Goa is synonymous with a beautiful coastline, scrumptious local cuisine, and diverse ecology over and above being a tourist hub. Unfortunately, its much-loved environment has been steadily deteriorating over the decades, with an influx of plastic packaging coupled with general disregard and a disconnect between the natural habitat and Goa’s many visitors and citizens. It is not an uncommon sight to see beaches and the sides of roads strewn with litter.

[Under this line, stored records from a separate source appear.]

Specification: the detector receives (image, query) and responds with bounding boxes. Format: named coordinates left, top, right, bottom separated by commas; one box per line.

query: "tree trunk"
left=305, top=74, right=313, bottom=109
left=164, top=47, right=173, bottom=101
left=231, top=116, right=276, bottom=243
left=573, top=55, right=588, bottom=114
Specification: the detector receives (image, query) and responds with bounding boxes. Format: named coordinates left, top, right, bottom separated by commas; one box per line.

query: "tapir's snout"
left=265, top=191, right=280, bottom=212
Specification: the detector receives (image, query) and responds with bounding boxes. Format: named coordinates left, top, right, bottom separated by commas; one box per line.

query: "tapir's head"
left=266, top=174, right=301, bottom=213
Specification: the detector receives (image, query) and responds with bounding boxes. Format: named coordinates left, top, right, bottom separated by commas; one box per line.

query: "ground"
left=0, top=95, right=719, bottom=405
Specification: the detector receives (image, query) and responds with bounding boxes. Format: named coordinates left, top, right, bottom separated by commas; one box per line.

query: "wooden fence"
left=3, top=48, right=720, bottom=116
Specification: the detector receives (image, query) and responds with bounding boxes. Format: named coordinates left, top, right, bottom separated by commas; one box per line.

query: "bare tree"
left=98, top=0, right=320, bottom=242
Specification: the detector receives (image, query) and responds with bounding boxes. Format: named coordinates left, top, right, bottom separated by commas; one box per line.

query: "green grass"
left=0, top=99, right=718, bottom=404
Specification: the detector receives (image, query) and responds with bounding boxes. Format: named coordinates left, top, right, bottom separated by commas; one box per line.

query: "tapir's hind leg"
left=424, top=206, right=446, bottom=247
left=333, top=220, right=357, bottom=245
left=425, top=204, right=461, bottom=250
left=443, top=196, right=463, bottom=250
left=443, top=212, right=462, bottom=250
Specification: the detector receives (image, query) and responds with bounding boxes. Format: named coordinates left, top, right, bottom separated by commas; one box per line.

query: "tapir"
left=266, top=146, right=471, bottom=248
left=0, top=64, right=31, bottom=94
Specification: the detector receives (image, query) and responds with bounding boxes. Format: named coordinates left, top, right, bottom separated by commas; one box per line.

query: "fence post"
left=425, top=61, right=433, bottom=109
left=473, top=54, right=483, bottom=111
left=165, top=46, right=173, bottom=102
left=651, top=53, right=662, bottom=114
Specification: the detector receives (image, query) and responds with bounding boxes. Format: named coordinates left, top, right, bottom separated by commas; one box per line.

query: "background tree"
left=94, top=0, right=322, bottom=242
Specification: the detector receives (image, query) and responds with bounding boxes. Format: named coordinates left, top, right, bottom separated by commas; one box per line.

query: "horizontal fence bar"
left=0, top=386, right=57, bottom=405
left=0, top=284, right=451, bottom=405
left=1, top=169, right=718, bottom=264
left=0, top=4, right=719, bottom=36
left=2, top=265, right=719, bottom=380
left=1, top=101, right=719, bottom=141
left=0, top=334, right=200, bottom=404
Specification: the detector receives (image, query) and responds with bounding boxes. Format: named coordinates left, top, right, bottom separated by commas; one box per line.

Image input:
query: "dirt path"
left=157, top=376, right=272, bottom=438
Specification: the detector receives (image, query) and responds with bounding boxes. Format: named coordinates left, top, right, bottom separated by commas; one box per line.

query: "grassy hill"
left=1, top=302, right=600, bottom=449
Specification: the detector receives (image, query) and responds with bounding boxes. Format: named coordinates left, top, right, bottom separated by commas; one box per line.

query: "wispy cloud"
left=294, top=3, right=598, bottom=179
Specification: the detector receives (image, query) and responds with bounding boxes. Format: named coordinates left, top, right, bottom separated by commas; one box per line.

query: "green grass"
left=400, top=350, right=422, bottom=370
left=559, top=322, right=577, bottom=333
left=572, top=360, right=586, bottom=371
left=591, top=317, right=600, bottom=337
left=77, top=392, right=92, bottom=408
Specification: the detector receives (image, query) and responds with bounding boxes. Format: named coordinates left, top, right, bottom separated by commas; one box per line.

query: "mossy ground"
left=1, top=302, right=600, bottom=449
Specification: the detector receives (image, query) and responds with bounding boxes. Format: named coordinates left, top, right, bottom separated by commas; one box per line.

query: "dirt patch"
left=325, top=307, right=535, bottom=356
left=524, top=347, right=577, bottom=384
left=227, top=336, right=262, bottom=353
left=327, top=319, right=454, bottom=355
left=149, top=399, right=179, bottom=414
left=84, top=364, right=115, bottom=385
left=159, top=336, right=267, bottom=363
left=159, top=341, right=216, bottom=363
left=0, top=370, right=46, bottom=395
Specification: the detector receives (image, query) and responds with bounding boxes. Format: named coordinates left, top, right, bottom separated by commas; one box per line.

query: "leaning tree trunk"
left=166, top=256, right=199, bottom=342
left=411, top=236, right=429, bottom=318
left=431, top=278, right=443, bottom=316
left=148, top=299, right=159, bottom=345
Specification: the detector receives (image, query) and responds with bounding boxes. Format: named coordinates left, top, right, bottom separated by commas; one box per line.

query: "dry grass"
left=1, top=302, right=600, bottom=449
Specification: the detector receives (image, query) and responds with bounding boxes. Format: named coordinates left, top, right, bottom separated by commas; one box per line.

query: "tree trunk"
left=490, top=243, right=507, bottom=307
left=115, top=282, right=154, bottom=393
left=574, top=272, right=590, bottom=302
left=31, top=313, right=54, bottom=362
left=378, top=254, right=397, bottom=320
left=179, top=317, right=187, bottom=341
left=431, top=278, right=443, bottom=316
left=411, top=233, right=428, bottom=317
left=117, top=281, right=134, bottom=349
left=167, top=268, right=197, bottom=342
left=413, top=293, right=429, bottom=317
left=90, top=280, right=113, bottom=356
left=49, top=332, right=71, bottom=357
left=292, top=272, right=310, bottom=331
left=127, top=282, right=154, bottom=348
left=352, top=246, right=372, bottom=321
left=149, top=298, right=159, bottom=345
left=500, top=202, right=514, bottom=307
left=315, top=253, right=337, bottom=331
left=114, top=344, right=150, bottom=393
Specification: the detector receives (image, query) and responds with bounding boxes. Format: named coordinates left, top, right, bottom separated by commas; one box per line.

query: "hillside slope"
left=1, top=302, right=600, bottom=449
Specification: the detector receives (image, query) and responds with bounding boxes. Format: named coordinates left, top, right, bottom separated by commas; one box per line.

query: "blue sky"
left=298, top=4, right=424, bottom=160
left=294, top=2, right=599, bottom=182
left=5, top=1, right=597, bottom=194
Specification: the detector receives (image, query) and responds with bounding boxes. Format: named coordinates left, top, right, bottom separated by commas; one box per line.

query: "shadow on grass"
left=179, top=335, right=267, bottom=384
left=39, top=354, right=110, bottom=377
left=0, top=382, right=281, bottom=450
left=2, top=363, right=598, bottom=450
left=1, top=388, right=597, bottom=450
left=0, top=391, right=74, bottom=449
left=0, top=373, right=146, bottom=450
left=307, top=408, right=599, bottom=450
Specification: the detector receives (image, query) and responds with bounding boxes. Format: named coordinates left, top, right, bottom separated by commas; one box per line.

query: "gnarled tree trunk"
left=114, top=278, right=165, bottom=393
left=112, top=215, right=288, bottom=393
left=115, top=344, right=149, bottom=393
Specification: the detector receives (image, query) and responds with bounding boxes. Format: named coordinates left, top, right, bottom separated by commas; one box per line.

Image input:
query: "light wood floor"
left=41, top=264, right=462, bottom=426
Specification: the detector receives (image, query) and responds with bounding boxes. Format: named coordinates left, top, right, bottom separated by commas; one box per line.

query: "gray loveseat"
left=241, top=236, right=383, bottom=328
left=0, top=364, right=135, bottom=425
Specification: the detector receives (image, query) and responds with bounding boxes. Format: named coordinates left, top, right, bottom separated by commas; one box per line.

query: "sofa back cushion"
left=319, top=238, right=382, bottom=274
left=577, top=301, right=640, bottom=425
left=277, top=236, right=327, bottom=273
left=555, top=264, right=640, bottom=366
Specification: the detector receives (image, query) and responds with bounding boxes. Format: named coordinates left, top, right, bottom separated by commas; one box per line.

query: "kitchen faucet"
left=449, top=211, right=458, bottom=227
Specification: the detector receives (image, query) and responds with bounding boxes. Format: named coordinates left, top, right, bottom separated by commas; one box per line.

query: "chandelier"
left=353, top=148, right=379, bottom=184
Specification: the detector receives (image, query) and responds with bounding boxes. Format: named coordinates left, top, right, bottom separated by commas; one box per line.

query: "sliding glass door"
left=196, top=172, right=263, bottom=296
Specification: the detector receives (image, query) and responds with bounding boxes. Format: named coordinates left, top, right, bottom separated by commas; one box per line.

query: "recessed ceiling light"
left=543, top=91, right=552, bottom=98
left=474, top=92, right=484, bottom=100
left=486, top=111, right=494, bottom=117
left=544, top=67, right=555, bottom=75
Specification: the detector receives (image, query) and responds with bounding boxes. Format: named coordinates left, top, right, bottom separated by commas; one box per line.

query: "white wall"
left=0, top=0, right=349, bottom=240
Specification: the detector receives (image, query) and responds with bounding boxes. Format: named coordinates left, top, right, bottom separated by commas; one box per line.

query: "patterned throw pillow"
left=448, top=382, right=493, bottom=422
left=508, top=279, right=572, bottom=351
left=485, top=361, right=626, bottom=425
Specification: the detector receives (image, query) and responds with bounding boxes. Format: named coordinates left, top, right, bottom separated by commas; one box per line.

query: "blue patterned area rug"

While the situation seems to be worsening, Subodh Kerkar, Founder of the Museum of Goa (MoG) believes that it can be contained if not reversed with awareness and education. Whom better than the future inheritors of Goa? With a mission to empower the children with a new way to look at plastic pollution and anti-littering, local schools and visiting groups of students contributed to the Carpet of Joy’s creation. The Museum runs a number of programs and workshops for children as well as adults, encouraging them to take art and culture beyond the museum premises. Waste Management is one of MoG’s pet projects.
Collectively, 150,000 plastic bottles of 1-litre capacity were repurposed to create this mammoth installation spanning 2000 square metres in length, with a part of it climbing 12 metres into the sky, and a 9-metre-tall tree as a part of the installation.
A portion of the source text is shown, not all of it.